Это первое предложение? Читатель же убежит с перепугу! Нужно короче и проще. Оно мало того, что сложное, так ещё и "грубое". Три причастных оборота - это слишком. Во-первых, однообразно, во-вторых лишнее это всё. Произведение ведь не о солнце? Вы просто даёте первую картинку читателю. Это безусловно нужно делать красиво, но в тоже время просто. А чтобы было проще, нужно меньше определений. Подлежащие и сказуемые - в них вся основа. "Лик светила опускался с кромки горизонта в гладь синевы моря". Это красиво и чётко. Но вы забили всё ненужным хламом. Ах, да. Я ругаюсь на все наречия. Они всегда лишние. Даже сейчас. Видите? Они лишние. Без "всегда". Тоже самое. "Погружал свою огненную бороду" "Свою" - сорняк. Лишнее слово.
"Небо залилось густым румянцем." Хочу, чтобы вы обратили внимание на это предложение. Оно ничем не уступает всему первому абзацу! Даже в стократ лучше. Ничего лишнего, есть образность, есть простота.
"будто заплутавшая в резко меняющемся пейзаже, изредка вскрикивая, то ли передразнивая, то ли откликаясь на шелест ветра в парусе" Это сравнение сбивает с чтения, приходится сосредотачиваться. Надеюсь, вы уже поняли, что огромными дополнительными конструкциями сбиваете читателя с главной части предложения.Картинка в голове из-за этого плохо рисуется. Я начинаю рисовать одинокую чайку, но вы отправляете меня в её голову, заставляя думать о пейзаже с её точки зрения. Надо что-то одно. И лучше первое, так как чайка к сюжету не относится.

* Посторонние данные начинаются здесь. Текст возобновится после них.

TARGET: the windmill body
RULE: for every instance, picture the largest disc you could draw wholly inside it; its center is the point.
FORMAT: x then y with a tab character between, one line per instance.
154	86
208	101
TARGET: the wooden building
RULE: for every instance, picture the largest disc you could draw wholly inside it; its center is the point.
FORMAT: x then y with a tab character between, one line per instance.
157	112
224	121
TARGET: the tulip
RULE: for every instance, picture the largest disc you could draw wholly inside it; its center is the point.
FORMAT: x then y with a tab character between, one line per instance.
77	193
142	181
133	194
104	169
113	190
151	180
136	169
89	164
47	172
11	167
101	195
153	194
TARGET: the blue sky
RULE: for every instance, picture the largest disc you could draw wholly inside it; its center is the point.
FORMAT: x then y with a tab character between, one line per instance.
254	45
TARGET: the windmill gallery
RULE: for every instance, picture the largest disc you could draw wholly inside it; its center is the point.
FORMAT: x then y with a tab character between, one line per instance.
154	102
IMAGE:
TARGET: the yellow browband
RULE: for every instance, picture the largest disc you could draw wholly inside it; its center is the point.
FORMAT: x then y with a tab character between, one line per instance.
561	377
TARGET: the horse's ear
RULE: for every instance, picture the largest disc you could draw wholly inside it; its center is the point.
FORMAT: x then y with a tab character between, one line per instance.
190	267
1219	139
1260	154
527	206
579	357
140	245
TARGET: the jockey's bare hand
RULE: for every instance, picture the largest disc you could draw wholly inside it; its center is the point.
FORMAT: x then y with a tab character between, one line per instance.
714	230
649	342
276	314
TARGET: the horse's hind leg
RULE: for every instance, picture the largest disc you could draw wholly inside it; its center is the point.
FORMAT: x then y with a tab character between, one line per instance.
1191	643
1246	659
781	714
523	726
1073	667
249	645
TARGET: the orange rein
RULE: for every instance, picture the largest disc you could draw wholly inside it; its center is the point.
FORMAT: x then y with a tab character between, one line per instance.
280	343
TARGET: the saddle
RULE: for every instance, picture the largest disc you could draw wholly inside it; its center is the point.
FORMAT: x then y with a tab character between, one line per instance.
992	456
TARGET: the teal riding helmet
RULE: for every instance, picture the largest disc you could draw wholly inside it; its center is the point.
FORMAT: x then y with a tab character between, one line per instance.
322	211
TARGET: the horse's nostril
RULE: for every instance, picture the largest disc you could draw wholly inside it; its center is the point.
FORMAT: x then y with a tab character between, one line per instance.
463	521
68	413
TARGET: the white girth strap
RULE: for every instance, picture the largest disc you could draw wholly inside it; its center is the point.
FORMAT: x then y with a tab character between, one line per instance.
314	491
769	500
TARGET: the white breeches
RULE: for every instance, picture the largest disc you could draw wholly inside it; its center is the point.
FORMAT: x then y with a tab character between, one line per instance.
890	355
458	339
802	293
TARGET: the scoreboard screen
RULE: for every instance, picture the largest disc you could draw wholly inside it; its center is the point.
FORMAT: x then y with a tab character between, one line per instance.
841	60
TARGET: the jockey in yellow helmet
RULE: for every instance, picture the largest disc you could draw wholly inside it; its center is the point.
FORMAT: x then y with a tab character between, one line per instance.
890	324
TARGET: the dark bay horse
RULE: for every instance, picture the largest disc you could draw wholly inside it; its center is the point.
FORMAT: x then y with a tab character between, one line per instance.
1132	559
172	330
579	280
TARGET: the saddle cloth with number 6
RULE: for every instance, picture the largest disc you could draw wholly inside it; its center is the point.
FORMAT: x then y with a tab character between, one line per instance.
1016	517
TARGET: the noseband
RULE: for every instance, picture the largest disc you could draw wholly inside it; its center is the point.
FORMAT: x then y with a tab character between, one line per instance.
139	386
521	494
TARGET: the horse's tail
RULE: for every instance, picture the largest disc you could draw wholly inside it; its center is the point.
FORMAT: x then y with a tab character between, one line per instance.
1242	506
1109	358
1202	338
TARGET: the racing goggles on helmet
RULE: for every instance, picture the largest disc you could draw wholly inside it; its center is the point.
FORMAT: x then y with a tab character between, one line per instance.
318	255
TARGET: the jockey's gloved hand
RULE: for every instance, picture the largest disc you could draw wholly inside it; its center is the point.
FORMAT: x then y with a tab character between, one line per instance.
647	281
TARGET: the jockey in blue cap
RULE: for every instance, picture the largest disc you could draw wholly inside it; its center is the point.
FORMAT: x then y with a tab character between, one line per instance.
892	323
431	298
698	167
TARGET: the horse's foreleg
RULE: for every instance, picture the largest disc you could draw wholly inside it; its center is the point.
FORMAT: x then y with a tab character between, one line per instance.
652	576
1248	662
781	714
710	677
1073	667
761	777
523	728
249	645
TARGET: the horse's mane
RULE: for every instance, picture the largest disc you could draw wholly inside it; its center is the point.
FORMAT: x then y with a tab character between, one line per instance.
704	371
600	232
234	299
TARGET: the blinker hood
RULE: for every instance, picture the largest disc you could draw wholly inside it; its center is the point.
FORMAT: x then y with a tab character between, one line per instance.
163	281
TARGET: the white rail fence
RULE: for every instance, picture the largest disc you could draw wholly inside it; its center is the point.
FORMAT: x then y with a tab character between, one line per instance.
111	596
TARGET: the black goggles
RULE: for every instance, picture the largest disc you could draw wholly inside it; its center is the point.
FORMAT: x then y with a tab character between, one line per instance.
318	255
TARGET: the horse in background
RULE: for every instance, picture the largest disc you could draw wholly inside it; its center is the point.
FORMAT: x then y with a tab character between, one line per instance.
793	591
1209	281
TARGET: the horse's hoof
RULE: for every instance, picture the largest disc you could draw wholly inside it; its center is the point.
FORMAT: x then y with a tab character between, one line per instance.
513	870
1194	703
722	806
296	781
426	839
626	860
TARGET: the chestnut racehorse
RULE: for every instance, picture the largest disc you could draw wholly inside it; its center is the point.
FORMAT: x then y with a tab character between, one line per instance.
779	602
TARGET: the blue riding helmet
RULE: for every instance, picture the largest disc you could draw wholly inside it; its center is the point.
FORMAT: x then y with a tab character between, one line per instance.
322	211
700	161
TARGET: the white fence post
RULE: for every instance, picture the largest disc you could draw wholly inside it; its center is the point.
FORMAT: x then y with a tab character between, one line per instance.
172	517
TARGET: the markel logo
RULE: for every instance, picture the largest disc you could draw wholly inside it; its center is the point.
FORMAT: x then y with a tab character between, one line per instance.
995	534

"Который, как раз, накатывал на кончик солнечной бороды в волнах и, повинуясь очерченной по воде дорожке, плавно вздымался и ниспадал, продолжая свой путь уже к еле виднеющейся алой макушке Лика на горизонте" И тут меня снова ожидает совсем другая картинка, которую вы описывали до этого. По факту, вы мне уже три раза описали закат. Хватило бы и одного.
"Под парусом, зеркально отражавшим цвет уходящего ко сну светила" Ага, уже четвёртый.)
"необычайно растолстевший мужчина" Итак, почему же плохи наречия? А вот. Как это, необычно? Никакой конкретики. Что мне представлять? Мужчину, который растолстел, не знаю, в одну сторону?)
"Трудно было узнать даже возраст путешественника." А если трудно, то может и не нужно об этом писать? Что может вынести из этой информации читатель? Неопределённый возраст героя? Ну, если бы вы о нём умолчали, он и был бы неопределённым.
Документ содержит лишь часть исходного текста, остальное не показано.